-
Notifications
You must be signed in to change notification settings - Fork 4
Description
Problem
When a compute kernel has multiple sequential compute operations that read from different CB sources, the order of inputs passed to init_sfpu affects correctness. This was discovered while implementing the three-compute pipeline test in test_two_computes.py.
Background
init_sfpu(icb, ocb) configures the unpacker based on the first input CB. The SFPU unpacker cannot be configured for a second operand - it assumes all input CBs have the same underlying data type. If subsequent copy_tile operations use different input CBs, copy_tile_init(cb_index) must be called to reconfigure the unpacker.
Current Behavior
In the generated C++ for a three-stage pipeline:
// Third compute - reads from CB3 (intermediate) and CB0 (persistent input)
cb_wait_front(get_compile_time_arg_val(3), v1); // wait for CB3
init_sfpu(get_compile_time_arg_val(3), get_compile_time_arg_val(4)); // init with CB3
tile_regs_acquire();
copy_tile_init(get_compile_time_arg_val(3));
copy_tile(get_compile_time_arg_val(3), v3, v3); // CB3 -> DST[0]

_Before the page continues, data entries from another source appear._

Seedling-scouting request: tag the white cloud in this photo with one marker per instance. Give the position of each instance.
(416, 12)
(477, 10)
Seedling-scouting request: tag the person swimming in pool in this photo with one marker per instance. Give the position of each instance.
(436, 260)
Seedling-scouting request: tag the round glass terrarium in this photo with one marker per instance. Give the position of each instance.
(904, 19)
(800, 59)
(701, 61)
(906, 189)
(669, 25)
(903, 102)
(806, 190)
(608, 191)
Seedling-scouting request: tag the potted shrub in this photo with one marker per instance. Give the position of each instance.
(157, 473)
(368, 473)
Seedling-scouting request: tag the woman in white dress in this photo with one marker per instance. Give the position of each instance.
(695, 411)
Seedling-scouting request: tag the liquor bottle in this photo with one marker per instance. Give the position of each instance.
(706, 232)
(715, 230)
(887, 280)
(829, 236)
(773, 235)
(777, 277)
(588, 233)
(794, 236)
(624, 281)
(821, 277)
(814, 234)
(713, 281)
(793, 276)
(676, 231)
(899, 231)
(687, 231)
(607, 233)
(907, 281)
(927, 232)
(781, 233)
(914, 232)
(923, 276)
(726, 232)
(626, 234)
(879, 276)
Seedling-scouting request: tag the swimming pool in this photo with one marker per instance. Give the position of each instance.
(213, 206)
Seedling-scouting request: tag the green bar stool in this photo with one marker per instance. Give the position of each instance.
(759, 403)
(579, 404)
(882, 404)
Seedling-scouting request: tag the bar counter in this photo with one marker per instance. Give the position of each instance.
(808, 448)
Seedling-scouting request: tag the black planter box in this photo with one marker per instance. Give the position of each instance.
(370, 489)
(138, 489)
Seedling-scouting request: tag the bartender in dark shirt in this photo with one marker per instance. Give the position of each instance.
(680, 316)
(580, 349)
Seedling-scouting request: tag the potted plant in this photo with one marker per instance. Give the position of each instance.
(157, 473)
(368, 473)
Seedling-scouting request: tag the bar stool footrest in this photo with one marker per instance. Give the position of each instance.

copy_tile_init(get_compile_time_arg_val(0));
copy_tile(get_compile_time_arg_val(0), v3, v2); // CB0 -> DST[1] - may fail!When init_sfpu is called with CB3 (just written by previous compute) and then we try to read from CB0 (persistent from beginning), the unpacker state may not be correct for CB0 even with copy_tile_init.
Current Workaround
The MLIR input order matters. Placing the persistent CB first in the ttl.compute inputs works:
// Works: persistent CB first
%result = ttl.compute ins(%a_ready, %r1_cb : ...) // CB0 first, then CB3
// Fails: intermediate CB first
%result = ttl.compute ins(%r1_cb, %a_ready : ...) // CB3 first, then CB0This causes init_sfpu(CB0, CB4) to be generated, which properly configures for the persistent input.
Proposed Fix
The compiler should be more robust about CB configuration:
- Option A: Always call
init_sfpuwith the first persistent/reader CB, not the first input CB - Option B: Ensure the unpacker is properly reconfigured when switching between CB sources that may have different initialization states
- Option C: Document this ordering requirement if it's intentional hardware behavior
References
- DeepWiki tt-metal:
init_sfpuconfigures unpacker for first input only - Test:
test/me2e/compute/test_two_computes.py::TestThreeComputePipeline - Related files:
lib/Dialect/TTL/Transforms/TTLInsertTileRegsSync.cpplib/Dialect/TTL/Transforms/ConvertTTLComputeToSCF.cpp
Impact
Without the workaround, multi-stage compute pipelines that reuse persistent input CBs later in the pipeline produce incorrect results.